Pflege-Versorgung im ländlichen Raum gefährdet
Pflegedienste aus Reichenbach, Rothenburg, Hainewalde und Nossen fuhren nach Berlin, um sich bei der Politik Gehör zu verschaffen. Das Ergebnis fällt ernüchternd aus.
Bis nach Berlin sind die Chefs und eine stellvertretende Geschäftsführerin von vier Pflegediensten aus der Region gereist, um mit Politikern über die in ihren Augen drastische Entwicklung in der ambulanten Pflege zu sprechen. Mit dabei waren das Reichenbacher Pflegeteam, aus Hainewalde die Haus-Krankenpflege Kröber, aus Rothenburg der Pflegedienst Annett Preuß und der Nossener Pflegedienst Andrea Wilde. Lange haben die Pflegedienste den Termin vorbereitet, dabei Unterstützung von der Dresdener Steuerberatung für Gesundheitswesen, Admedio bekommen, um Probleme auch an Zahlen festzumachen.
Wie die Chefin des Reichenbacher Pflegeteams, Susann Kothe-Spieß, sagt, hatten sich die Teilnehmer ursprünglich mehr erhofft. Ein Treffen mit verschiedenen politischen Akteuren sei mangels Interesse des Gesundheitsministeriums, aber auch der Kranken- und Pflegekassen, so nicht machbar gewesen. In Berlin kam es dann zu Gesprächen mit dem sächsischen Staatssekretär Conrad Clemens von der CDU und Detlef Piur, sächsischer Vertreter beim Bund, wo sich die Pflegedienste Gehör verschafften. Hauptproblem: Pflege wird immer teurer, die Beträge, die die Pflegekassen für die ambulante Versorgung bereitstellen, steigen nicht in dem Maße, wie benötigt. Vor allem arme Pflegebedürftige sind betroffen, die die gestiegenen Kosten nicht aus eigener Tasche abfedern können. Zwar springt auf Antrag das Sozialamt ein. Doch die Zahlen der Bedürftigen im Kreisgebiet Görlitz nehmen stark zu. Zuletzt 979 Neuanträge für die häusliche Pflegehilfe, vier Jahre zuvor waren das erst 400 gewesen.
Bürokratie in der Pflege wächst
Susann Kothe-Spieß sagt, dass die Angehörigen den 64-seitigen Antrag auf eine solche Unterstützung oftmals gar nicht bewältigen können. „Zu viel Bürokratie“, erklärt sie.

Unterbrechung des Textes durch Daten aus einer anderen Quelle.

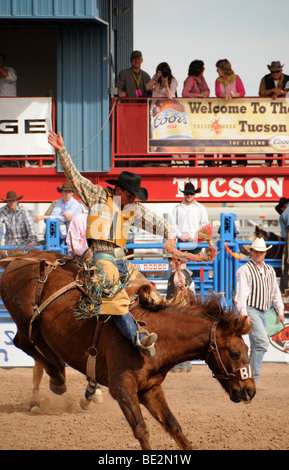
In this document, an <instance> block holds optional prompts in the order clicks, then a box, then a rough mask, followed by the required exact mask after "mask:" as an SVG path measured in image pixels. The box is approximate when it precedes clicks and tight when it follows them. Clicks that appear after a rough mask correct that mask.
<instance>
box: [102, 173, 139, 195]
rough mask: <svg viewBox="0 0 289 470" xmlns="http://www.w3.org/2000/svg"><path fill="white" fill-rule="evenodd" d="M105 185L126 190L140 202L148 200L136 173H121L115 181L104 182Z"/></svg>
mask: <svg viewBox="0 0 289 470" xmlns="http://www.w3.org/2000/svg"><path fill="white" fill-rule="evenodd" d="M106 183H109V184H113V185H114V186H119V187H120V188H121V189H126V190H127V191H128V192H129V193H130V194H133V196H135V197H137V198H138V199H140V200H141V201H146V200H147V198H148V192H147V190H146V189H145V188H142V187H141V177H140V176H139V175H137V174H136V173H131V172H130V171H122V172H121V174H120V175H119V177H118V179H117V180H106Z"/></svg>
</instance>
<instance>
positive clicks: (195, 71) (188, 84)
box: [182, 60, 210, 98]
mask: <svg viewBox="0 0 289 470" xmlns="http://www.w3.org/2000/svg"><path fill="white" fill-rule="evenodd" d="M204 70H205V67H204V62H203V61H202V60H193V62H191V63H190V66H189V72H188V77H187V78H186V80H185V81H184V87H183V91H182V97H183V98H209V96H210V89H209V87H208V85H207V82H206V80H205V79H204Z"/></svg>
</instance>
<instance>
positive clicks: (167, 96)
mask: <svg viewBox="0 0 289 470" xmlns="http://www.w3.org/2000/svg"><path fill="white" fill-rule="evenodd" d="M177 87H178V82H177V80H176V79H175V78H174V77H173V75H172V71H171V68H170V66H169V64H167V62H161V63H160V64H159V65H158V66H157V69H156V73H155V75H154V76H153V78H152V79H151V80H150V81H149V82H148V83H147V84H146V89H147V91H150V90H152V91H153V92H152V96H153V98H168V99H172V98H174V97H175V96H177Z"/></svg>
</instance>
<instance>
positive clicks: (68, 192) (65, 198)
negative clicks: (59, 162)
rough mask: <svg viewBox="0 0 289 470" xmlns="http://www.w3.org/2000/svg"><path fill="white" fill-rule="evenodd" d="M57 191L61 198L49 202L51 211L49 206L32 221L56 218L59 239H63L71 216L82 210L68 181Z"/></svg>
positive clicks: (70, 184) (70, 221)
mask: <svg viewBox="0 0 289 470" xmlns="http://www.w3.org/2000/svg"><path fill="white" fill-rule="evenodd" d="M57 191H58V192H59V193H61V194H62V198H61V199H58V200H56V201H53V203H52V204H51V206H53V210H52V211H51V208H52V207H49V208H48V210H47V211H46V213H45V214H44V215H38V216H37V217H35V219H34V222H36V223H38V222H40V221H41V220H46V219H58V220H59V231H60V239H64V238H66V235H67V230H68V227H69V224H70V222H71V221H72V219H73V217H75V216H76V215H78V214H81V213H82V211H83V210H82V206H81V204H80V203H79V202H78V201H77V200H76V199H75V198H74V197H73V196H74V190H73V187H72V186H71V184H70V183H69V182H68V181H66V182H65V183H63V184H62V185H61V186H60V187H58V188H57Z"/></svg>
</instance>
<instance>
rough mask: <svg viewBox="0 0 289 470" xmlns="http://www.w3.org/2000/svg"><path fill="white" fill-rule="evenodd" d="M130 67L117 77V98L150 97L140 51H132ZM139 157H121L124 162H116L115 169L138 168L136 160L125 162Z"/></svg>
mask: <svg viewBox="0 0 289 470" xmlns="http://www.w3.org/2000/svg"><path fill="white" fill-rule="evenodd" d="M130 61H131V67H130V68H129V69H125V70H122V71H121V72H120V74H119V76H118V80H117V83H116V87H117V88H118V96H119V97H120V98H146V97H147V96H150V93H148V92H147V89H146V84H147V83H148V82H149V81H150V79H151V77H150V75H149V74H148V73H146V72H145V71H144V70H141V64H142V62H143V57H142V53H141V52H140V51H133V52H132V53H131V56H130ZM135 157H141V155H127V156H126V157H123V159H125V160H126V161H125V162H122V161H117V162H116V163H115V166H116V167H138V166H143V163H142V162H139V161H137V160H133V161H127V159H128V158H135Z"/></svg>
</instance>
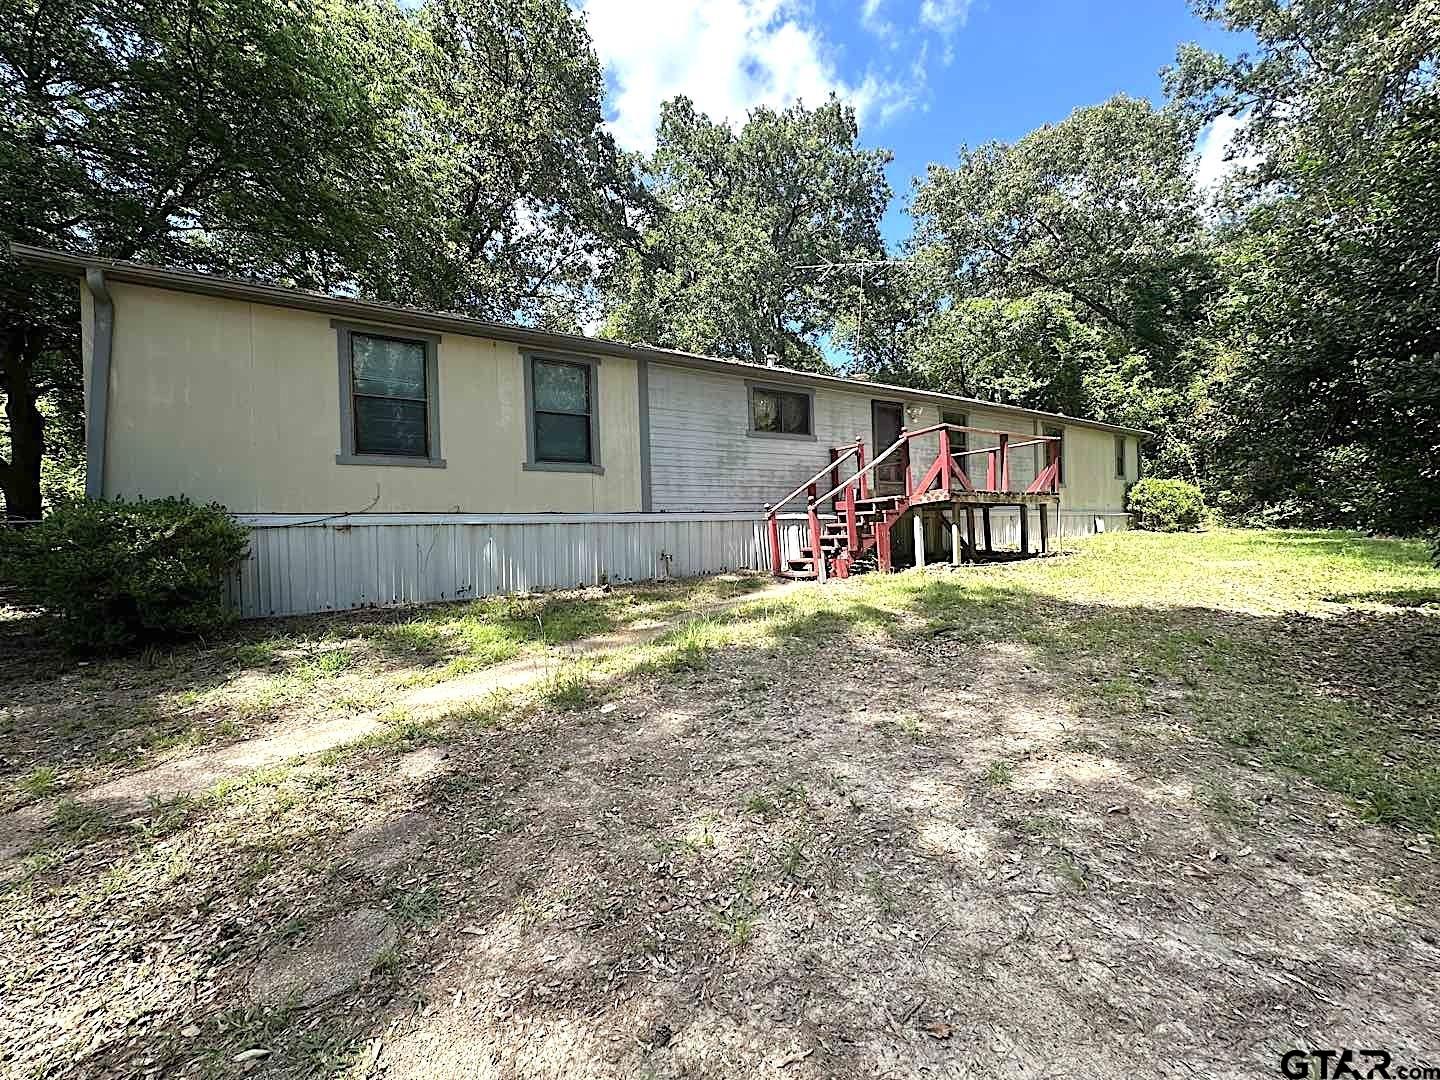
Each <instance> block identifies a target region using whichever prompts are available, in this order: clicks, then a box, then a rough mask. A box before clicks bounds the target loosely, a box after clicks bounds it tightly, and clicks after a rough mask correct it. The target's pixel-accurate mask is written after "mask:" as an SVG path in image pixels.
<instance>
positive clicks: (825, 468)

Und die Bearbeitungsdauer ist lang. Seit der Kostenexplosion, ausgelöst durch die Tariftreuepflicht, seien die Anträge „von null auf 40 Prozent in unseren Pflegediensten gestiegen. Verstirbt ein Patient während dieser Bearbeitungszeit, bleibt der Pflegedienst auf den Kosten für die bereits erbrachten Leistungen sitzen“, sagt Susann Kothe-Spieß. Schnell kämen da einige tausend Euro zusammen.
Vor allem im ländlichen Raum kommen weitere Sorgen dazu. Durch die drastisch gestiegenen Kosten werden die ambulanten Pflegedienste zunehmend dazu getrieben, nur noch die Patienten im unmittelbaren Umfeld zu versorgen. Umso weiter der Weg, umso weniger lohnt es sich für den Pflegedienst. Unterversorgte Gebiete sind die Folge. „Wir wollen uns starkmachen für den ländlichen Raum und fordern eine angemessene Fahrtkostenpauschale, um alle Dörfer im Umkreis gemeinschaftlich mit allen Pflegediensten versorgen zu können“, so die Leiterin des Reichenbacher Pflegeteams. Locker lassen wollen die Pflegedienste nicht, bringen die Zusage aus Berlin mit, dass es von ihren Gesprächspartnern eine Rückmeldung gibt. Allerdings schätzt Susann Kothe-Spieß auch ein, dass Probleme, die mit Finanzmitteln zu lösen sind, nicht mit hoher Priorität auf der politischen Agenda stehen.